The Government’s National Health and Hospital Reform Commission, announced by the Prime Minister on Monday, has a bit to do between now and mid-2009 – nothing less than “design a health and hospital system capable of dealing with the challenges of the 21st century”.

This is, Rudd declared, a “root and branch” review: Commonwealth-State inefficiencies, better integration and coordination of care, more preventative health care, better rural health and more effective health workforce planning.

Then again, that’s pretty much what thousands of health bureaucrats and their Ministers at the both levels of government are supposed to have been working on for the past few years. And the Commission’s work won’t be quite as “root and branch” as the Prime Minister suggests. He explicitly ruled out changes to the private health insurance rebate, one of the costliest pieces of industry assistance outside the automotive industry.

But presumably Dr Christine Bennett, the Chief Medical Officer of MBF, wouldn’t have agreed to chair the commission if it was going to review one of the critical components of her employer’s profitability.
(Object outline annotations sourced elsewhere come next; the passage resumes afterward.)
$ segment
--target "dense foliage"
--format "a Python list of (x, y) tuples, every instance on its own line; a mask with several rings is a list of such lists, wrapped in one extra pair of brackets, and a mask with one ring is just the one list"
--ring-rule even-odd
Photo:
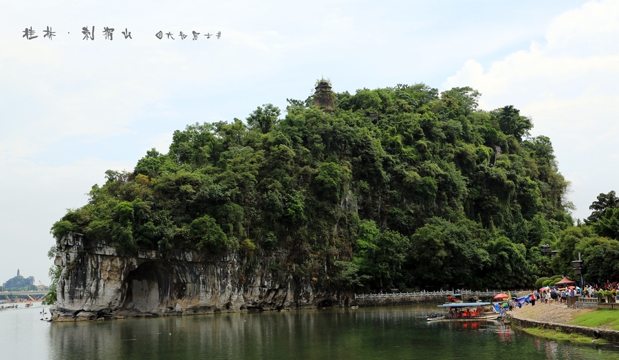
[(550, 274), (538, 246), (572, 224), (567, 183), (530, 118), (479, 96), (398, 85), (188, 125), (167, 153), (107, 171), (52, 231), (127, 255), (283, 248), (272, 270), (327, 289), (532, 286)]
A healthcare system capable of dealing with the challenges of the 21st century should be capable of dealing with rather older challenges, like the laws of supply and demand, first. But the Commission will also be ignoring the fundamental issue of the lack of price signals in health services.

You don’t have to be a rightwinger obsessed with “socialist medicine” to see that in Medicare, Australians have accepted a command economy model for healthcare. What they don’t accept is that in command economies, queuing is, in the absence of prices, the only means of balancing supply and demand. That’s why there are endless complaints about emergency ward mishaps and hospital waiting lists from a public that wants free, high-quality healthcare and no delays in accessing it.
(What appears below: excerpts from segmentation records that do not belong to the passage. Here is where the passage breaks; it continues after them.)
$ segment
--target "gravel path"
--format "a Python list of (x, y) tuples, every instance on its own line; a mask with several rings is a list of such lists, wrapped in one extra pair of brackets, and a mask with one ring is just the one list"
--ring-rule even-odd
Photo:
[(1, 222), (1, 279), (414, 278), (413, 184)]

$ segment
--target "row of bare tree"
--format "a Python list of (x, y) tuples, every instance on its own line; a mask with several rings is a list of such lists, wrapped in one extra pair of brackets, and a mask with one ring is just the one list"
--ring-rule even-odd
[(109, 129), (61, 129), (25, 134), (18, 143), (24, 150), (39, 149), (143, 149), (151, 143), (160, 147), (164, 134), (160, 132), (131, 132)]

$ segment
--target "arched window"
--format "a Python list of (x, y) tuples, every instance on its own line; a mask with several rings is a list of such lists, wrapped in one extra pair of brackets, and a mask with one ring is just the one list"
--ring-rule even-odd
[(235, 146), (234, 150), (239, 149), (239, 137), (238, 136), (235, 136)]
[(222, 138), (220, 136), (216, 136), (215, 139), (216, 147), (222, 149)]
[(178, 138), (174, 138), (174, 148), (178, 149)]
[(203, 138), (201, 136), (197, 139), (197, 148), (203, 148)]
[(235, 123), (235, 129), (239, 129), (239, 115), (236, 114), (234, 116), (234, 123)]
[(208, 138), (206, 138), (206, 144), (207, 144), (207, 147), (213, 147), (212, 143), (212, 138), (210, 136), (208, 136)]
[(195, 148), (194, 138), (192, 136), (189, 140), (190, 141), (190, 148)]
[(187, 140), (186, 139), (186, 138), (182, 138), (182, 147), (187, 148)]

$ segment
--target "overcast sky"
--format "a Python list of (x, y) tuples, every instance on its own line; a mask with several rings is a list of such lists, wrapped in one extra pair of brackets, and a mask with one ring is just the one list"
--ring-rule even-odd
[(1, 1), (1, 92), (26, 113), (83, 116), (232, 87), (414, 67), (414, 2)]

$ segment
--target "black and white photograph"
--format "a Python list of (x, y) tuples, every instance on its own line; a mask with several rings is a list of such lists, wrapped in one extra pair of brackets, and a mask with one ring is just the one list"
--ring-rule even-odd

Not even the world’s smartest health economists could deliver that, let alone the incompetents in the NSW ALP.

The Commission also needs to grapple with the self-interested agitation of various sectoral representatives. Health, like every other industry, is full of rent-seekers and logrollers, all of them chasing the tens of billions in taxpayer dollars available. But because most of them are medical professionals or groups thereof, the normal scepticism that should be applied to their barrow-pushing tends to go missing. They’re doctors – surely they have the good of the public at heart?
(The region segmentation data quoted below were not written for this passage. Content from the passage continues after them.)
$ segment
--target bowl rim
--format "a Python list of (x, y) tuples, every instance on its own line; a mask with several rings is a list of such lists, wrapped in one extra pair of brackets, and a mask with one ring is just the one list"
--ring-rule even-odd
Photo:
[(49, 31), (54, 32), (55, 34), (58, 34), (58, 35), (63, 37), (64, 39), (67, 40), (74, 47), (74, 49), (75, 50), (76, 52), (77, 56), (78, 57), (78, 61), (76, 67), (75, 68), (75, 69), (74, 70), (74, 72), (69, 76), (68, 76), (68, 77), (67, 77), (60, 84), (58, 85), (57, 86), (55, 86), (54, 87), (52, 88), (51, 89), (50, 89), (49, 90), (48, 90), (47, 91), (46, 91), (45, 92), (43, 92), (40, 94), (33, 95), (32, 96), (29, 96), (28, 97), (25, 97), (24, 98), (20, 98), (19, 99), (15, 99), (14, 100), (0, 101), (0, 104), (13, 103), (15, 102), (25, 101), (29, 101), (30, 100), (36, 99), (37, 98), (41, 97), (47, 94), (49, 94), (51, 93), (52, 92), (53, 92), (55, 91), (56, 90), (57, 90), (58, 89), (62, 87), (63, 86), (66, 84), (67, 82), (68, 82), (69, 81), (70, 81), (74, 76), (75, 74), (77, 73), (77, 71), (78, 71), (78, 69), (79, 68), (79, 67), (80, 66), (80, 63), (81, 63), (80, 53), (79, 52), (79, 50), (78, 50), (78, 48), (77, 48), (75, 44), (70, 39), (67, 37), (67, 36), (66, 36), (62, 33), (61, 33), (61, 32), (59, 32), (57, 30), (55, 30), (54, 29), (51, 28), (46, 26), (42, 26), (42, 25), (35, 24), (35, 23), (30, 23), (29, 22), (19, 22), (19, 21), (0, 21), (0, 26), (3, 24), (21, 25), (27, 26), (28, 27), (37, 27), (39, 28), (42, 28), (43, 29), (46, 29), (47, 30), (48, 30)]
Well, maybe. Take a look at the Oxford Health Alliance conference in Sydney this week, which warned of the threat of chronic diseases to civilization as we know it. There’s no doubt that chronic disease is the Next Big Thing in health, and forms a critical element in the preventative health care agenda that offers governments the lure of significant long-term savings in health care costs.

But the “Sydney Resolution” offered by this group is heavy on government regulation and funding for the academics, activists and healthcare groups who make up the Alliance. It urges “screening populations”, “monitoring and enforcing responsible marketing”, “establishing government led incentives and disincentives to align business practices”, “encouraging equitable funding for chronic disease prevention and control programmes” and “training doctors and nurses”. The Resolution is a call not merely for massive social and economic regulation, but also for a major shift of funding to chronic disease specialists and their associates.

The question is whether Dr Bennett’s commissioners, most of whom are career health professionals, will rise above such blatant touting for business, or whether a “system capable of dealing with the challenges of the 21st century” will look a lot like the system that couldn’t handle the demands of the 20th.